STAT 39000: Project 6 — Spring 2022

Motivation: In this project we will continue to get familiar with SLURM, the job scheduler installed on our clusters at Purdue, including Brown.

Context: This is the second in a series of (now) 4 projects focused on parallel computing using SLURM and Python.

Scope: SLURM, unix, Python

Learning Objectives
  • Use basic SLURM commands to submit jobs, check job status, kill jobs, and more.

  • Understand the differences between srun and sbatch commands.

  • Predict the resources (cpus and memory) an srun job will use based on the arguments and context.

  • Write and use a job script to solve a problem faster than you would be able to without a high performance computing (HPC) system.

Make sure to read about, and use the template found here, and the important information about projects submissions here.

Dataset(s)

The following questions will use the following dataset(s):

  • /depot/datamine/data/coco/attempt02/*.jpg

Questions

Question 1

This project, and the next, will have a variety of different types of deliverables. Ultimately, each question will result in some entry in a Jupyter notebook, and/or 1 or more additional Python and/or Bash scripts. In addition, to properly save screenshots in your Jupyter notebook, please follow the guidelines here. Images that don’t appear in your notebook in Gradescope will not get credit.

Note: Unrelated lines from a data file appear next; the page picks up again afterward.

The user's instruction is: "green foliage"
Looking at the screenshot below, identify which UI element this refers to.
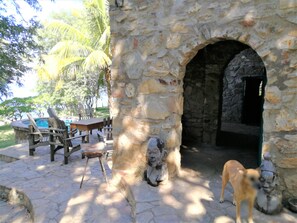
[95,107,110,118]
[0,97,35,120]
[0,125,15,149]
[0,0,40,100]
[38,0,111,115]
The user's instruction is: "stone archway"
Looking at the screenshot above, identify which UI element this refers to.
[110,0,297,199]
[182,39,266,168]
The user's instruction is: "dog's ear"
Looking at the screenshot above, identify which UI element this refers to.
[239,170,247,177]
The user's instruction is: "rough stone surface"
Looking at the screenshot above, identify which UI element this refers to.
[110,0,297,198]
[0,134,132,223]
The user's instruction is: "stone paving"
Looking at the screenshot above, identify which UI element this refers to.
[132,146,297,223]
[0,137,132,223]
[0,137,297,223]
[0,200,31,223]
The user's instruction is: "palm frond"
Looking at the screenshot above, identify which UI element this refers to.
[45,20,90,42]
[49,40,94,58]
[83,50,111,71]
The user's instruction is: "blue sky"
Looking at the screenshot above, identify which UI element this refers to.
[9,0,83,97]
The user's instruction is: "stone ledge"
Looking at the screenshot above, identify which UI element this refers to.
[0,185,34,222]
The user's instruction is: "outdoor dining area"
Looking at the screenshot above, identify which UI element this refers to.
[0,109,131,222]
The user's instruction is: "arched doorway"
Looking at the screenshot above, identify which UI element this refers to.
[181,40,266,169]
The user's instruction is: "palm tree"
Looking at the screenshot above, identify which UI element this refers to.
[39,0,111,96]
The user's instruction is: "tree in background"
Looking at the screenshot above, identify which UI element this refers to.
[0,97,35,121]
[0,0,40,100]
[38,0,111,116]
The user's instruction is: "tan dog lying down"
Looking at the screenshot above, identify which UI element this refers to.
[220,160,260,223]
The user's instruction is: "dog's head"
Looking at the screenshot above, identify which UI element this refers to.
[243,169,261,190]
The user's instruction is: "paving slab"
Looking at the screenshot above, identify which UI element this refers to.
[131,143,297,223]
[0,143,132,223]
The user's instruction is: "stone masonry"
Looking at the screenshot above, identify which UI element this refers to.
[222,49,266,123]
[110,0,297,201]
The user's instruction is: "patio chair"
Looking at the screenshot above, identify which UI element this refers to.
[48,118,87,164]
[97,117,113,144]
[27,113,49,156]
[47,108,77,136]
[97,117,113,160]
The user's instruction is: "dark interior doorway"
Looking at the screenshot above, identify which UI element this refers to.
[242,77,264,126]
[181,40,266,169]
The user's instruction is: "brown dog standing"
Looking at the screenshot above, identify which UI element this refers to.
[220,160,260,223]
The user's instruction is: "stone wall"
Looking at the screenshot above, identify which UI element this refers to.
[182,41,248,145]
[221,49,266,123]
[110,0,297,197]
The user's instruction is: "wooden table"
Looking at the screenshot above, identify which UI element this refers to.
[70,118,104,134]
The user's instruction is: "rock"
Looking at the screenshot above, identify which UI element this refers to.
[125,83,135,98]
[138,79,166,94]
[124,52,144,80]
[277,157,297,168]
[166,33,181,49]
[265,86,282,104]
[279,0,297,9]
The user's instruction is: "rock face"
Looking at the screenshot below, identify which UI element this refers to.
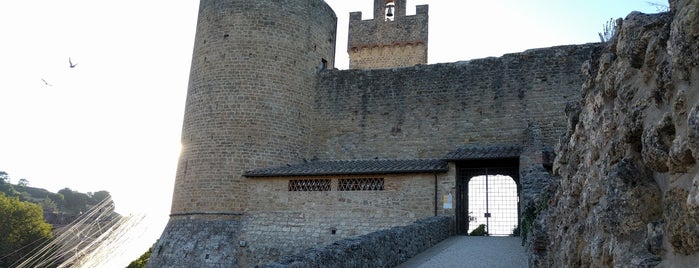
[548,0,699,267]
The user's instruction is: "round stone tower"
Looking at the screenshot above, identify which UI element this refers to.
[148,0,337,267]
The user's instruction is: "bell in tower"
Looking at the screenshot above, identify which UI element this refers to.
[386,2,396,21]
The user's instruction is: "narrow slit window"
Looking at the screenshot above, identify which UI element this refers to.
[337,178,383,191]
[289,179,330,192]
[384,2,396,21]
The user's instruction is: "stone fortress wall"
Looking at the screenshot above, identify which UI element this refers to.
[149,0,337,267]
[149,0,612,267]
[312,44,597,160]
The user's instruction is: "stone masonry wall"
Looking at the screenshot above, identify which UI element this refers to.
[347,0,428,69]
[349,44,427,69]
[149,0,337,267]
[257,216,454,268]
[239,173,453,266]
[312,44,598,159]
[548,0,699,267]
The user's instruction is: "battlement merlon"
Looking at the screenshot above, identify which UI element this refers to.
[347,4,429,52]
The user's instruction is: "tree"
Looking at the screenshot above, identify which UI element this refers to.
[58,188,90,213]
[0,193,53,267]
[0,171,19,196]
[597,18,616,43]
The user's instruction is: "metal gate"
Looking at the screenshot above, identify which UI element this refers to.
[456,167,519,236]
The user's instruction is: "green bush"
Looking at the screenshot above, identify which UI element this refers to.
[126,248,153,268]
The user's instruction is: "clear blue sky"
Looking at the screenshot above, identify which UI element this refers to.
[0,0,667,264]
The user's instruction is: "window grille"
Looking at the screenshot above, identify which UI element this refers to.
[289,179,330,191]
[337,178,383,191]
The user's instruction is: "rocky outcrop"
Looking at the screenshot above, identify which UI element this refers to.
[548,0,699,267]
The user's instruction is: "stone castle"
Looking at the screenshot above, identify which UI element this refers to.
[149,0,699,267]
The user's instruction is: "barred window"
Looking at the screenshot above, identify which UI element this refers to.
[289,179,330,191]
[337,178,383,191]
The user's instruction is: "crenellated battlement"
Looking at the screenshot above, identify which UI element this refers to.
[347,0,429,69]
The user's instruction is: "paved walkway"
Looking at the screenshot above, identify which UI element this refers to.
[398,236,528,268]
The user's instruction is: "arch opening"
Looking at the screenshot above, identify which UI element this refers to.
[467,175,519,236]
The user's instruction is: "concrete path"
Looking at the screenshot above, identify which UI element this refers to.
[398,236,528,268]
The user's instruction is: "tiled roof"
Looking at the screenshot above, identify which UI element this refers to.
[244,159,448,177]
[444,145,522,161]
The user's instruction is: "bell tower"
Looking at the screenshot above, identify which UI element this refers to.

In project 5, question 2, we asked you to test out a variety of srun commands with variations in the options. As you are probably now well-aware — it can be difficult to understand what combination of parameters are needed. With that being said, in this course, we will focus on jobs that can be perfectly or embarassingly parallel, and single core single threaded jobs. So, the following job script is a safe and effective way to break your jobs up.

#!/bin/bash
#SBATCH --account=datamine
#SBATCH --job-name=serial_job_test    # Job name
#SBATCH --mail-type=END,FAIL          # Mail events (NONE, BEGIN, END, FAIL, ALL)
#SBATCH --mail-user=me@purdue.edu     # Where to send mail
#SBATCH --ntasks=3                    # Number of tasks (total)
#SBATCH --cpus-per-task=1             # Number of cores per task
#SBATCH -o /dev/null                  # Output to dev null
#SBATCH -e /dev/null                  # Error to dev null

srun --exclusive -n 1 --mem-per-cpu=1000 -t 00:00:00 some_command &
srun --exclusive -n 1 --mem-per-cpu=1000 -t 00:00:00 some_command &
srun --exclusive -n 1 --mem-per-cpu=1000 -t 00:00:00 some_command &

wait

Just be sure to modify your job script ntasks and the amount of time and memory you need for each job step.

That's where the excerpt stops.